Time windows open one into the other.

So, I’d rather let the pictures do the talking here:

St. Petersburg is the city of canals, more than 60, of one of the world’s richest museums, the Hermitage, which features a painting by Leonardo da Vinci, one of the earliest works of the High Renaissance, Madonna Litta, of Petrine Baroque by Domenico Trezzani and Giovanni Fontana among others.

It’s also the city where the greatest writer of all time, Fëdor Michajlovič Dostoevskij, lived most of his life and set most of his fiction works.

The F. M. Dostoyevsky Literary Memorial Museum located on Kuznechny Lane 5/2 

I had the privilege to visit the apartment on Kuznechny Lane 5/2 where Dostoevskij lived twice during his life, first for a short period in 1846 in the beginnings of his career, and later from October 1878, when he wrote The Brothers Karamazov, until his death in January 1881.

Mine was thus a pilgrimage to the city where the writer who most marked my personal and intellectual path, is still buried.

From Mskovskiy Prospekt, I took the Metro 4, the orange line, to reach Alexander Nevsky Square, where the Tikhvin Cemetery is located.
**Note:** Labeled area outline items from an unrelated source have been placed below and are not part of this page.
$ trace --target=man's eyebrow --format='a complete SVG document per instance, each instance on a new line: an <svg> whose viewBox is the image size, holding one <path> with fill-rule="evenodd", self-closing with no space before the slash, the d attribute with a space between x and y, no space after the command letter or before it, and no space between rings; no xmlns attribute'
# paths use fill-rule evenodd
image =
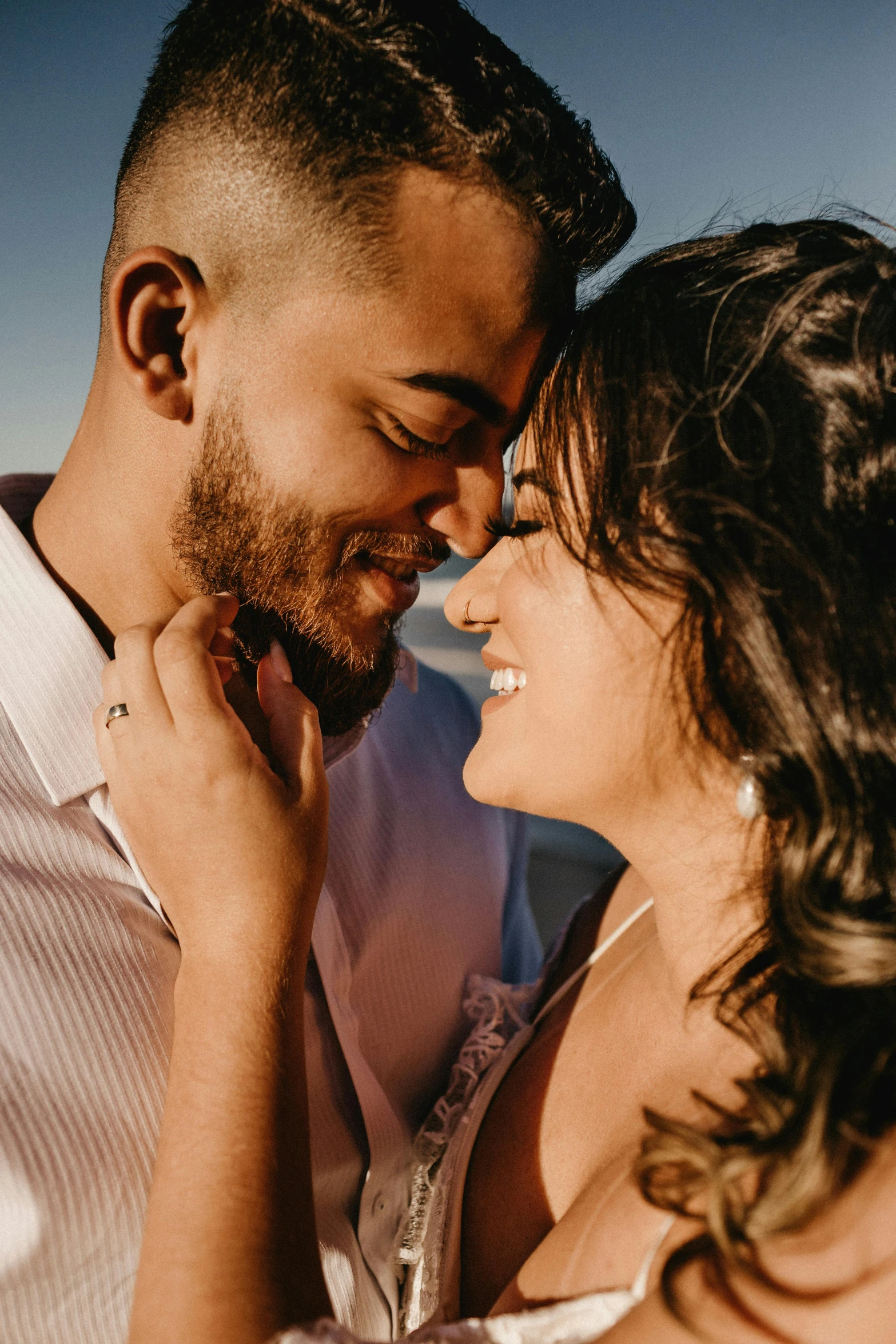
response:
<svg viewBox="0 0 896 1344"><path fill-rule="evenodd" d="M513 422L513 414L497 398L474 382L459 374L411 374L408 378L399 378L399 383L407 387L419 387L424 392L441 392L450 396L453 402L476 411L486 425L497 425L505 429Z"/></svg>

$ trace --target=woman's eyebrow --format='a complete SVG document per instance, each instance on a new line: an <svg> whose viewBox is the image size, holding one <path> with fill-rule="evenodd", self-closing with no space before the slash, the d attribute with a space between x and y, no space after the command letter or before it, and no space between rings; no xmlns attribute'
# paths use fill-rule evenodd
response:
<svg viewBox="0 0 896 1344"><path fill-rule="evenodd" d="M553 487L539 476L537 472L524 470L513 473L513 489L521 491L524 485L532 485L536 491L541 491L543 495L553 495Z"/></svg>

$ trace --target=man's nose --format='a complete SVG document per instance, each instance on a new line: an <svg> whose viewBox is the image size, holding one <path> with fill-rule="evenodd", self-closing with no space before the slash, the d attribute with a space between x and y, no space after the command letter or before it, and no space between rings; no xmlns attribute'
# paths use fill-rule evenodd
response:
<svg viewBox="0 0 896 1344"><path fill-rule="evenodd" d="M486 523L501 517L502 495L504 465L496 452L488 462L458 468L450 495L423 500L418 513L420 521L441 532L459 555L474 558L485 555L494 544Z"/></svg>

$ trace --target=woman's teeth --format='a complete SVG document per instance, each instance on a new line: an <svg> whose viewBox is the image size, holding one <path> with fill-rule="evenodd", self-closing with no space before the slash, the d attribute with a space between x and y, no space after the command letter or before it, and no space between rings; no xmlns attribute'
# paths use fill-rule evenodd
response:
<svg viewBox="0 0 896 1344"><path fill-rule="evenodd" d="M492 689L498 695L510 695L521 691L525 685L525 672L514 672L513 668L498 668L492 673Z"/></svg>

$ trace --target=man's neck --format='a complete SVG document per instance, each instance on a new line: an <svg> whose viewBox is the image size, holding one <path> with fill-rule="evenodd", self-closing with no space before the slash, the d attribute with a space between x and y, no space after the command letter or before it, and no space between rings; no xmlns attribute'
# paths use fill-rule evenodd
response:
<svg viewBox="0 0 896 1344"><path fill-rule="evenodd" d="M23 532L107 653L129 625L171 616L189 595L169 564L165 423L121 411L94 383L58 476ZM167 452L168 449L168 452Z"/></svg>

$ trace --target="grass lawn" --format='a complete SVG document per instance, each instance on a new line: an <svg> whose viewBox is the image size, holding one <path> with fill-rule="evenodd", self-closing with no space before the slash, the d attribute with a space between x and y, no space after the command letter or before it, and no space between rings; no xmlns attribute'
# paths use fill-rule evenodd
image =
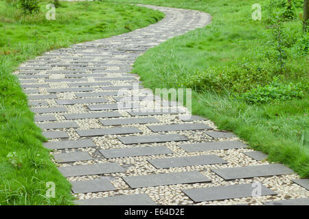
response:
<svg viewBox="0 0 309 219"><path fill-rule="evenodd" d="M162 13L128 4L61 2L56 21L41 12L23 16L11 1L0 0L0 205L71 204L71 186L42 144L46 139L34 123L26 96L12 73L43 52L109 37L156 23ZM46 183L56 197L45 195Z"/></svg>
<svg viewBox="0 0 309 219"><path fill-rule="evenodd" d="M293 1L293 20L275 23L268 21L270 1L260 2L261 21L251 18L251 5L257 3L253 0L120 1L210 14L210 25L150 49L137 59L133 72L153 90L192 88L193 114L233 131L252 148L268 153L269 161L309 177L309 38L304 36L298 20L304 1ZM282 62L275 38L277 25L283 27L286 57ZM305 53L299 47L307 47Z"/></svg>

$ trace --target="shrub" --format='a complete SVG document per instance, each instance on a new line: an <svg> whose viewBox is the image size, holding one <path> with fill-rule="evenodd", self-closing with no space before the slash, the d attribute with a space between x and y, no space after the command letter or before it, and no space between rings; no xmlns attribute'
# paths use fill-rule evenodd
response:
<svg viewBox="0 0 309 219"><path fill-rule="evenodd" d="M302 35L292 48L293 53L296 55L307 55L309 50L309 33Z"/></svg>
<svg viewBox="0 0 309 219"><path fill-rule="evenodd" d="M24 15L37 13L39 11L37 0L19 0L18 8Z"/></svg>
<svg viewBox="0 0 309 219"><path fill-rule="evenodd" d="M249 62L229 66L213 66L204 71L198 71L188 76L183 86L196 91L214 90L220 92L229 90L244 92L257 84L267 84L279 69L270 62Z"/></svg>
<svg viewBox="0 0 309 219"><path fill-rule="evenodd" d="M242 94L238 94L236 98L251 104L301 99L308 87L308 83L290 82L288 84L283 84L275 80L264 87L258 86Z"/></svg>

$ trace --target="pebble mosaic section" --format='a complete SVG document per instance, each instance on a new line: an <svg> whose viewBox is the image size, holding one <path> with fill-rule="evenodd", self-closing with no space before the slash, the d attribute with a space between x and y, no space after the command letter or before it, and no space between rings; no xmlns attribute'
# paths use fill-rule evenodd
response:
<svg viewBox="0 0 309 219"><path fill-rule="evenodd" d="M269 164L231 133L130 74L148 49L210 22L194 10L144 5L163 19L45 53L15 73L49 138L44 146L78 205L308 205L308 179ZM261 183L260 196L253 185Z"/></svg>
Walking in that sacred place was without doubt one of the highlight of my journey to Asia.

One of the milestone of my entire life, I would dare to say.

Finding the grave wasn’t hard, as the cemetery is a tiny one.

The grave of Fyodor Dostoevsky and his wife Anna

I cannot hide the fact that I was particularly moved at that moment.

And I would certainly fail in trying to describe my feelings and thoughts, how surreal the whole thing appeared to me.

I cannot reveal my private conversation with him, either, with whoever was listening in the universe at that particular moment.

I want to close this article with the gold paint epitaph transcribed on the grave, including Dostoyevsky’s favorite Gospel verse: 

Verily, verily, I say unto you, Except a corn of wheat fall into the ground and die, it abideth alone: but if it die, it bringeth forth much fruit (Jn. 12:24).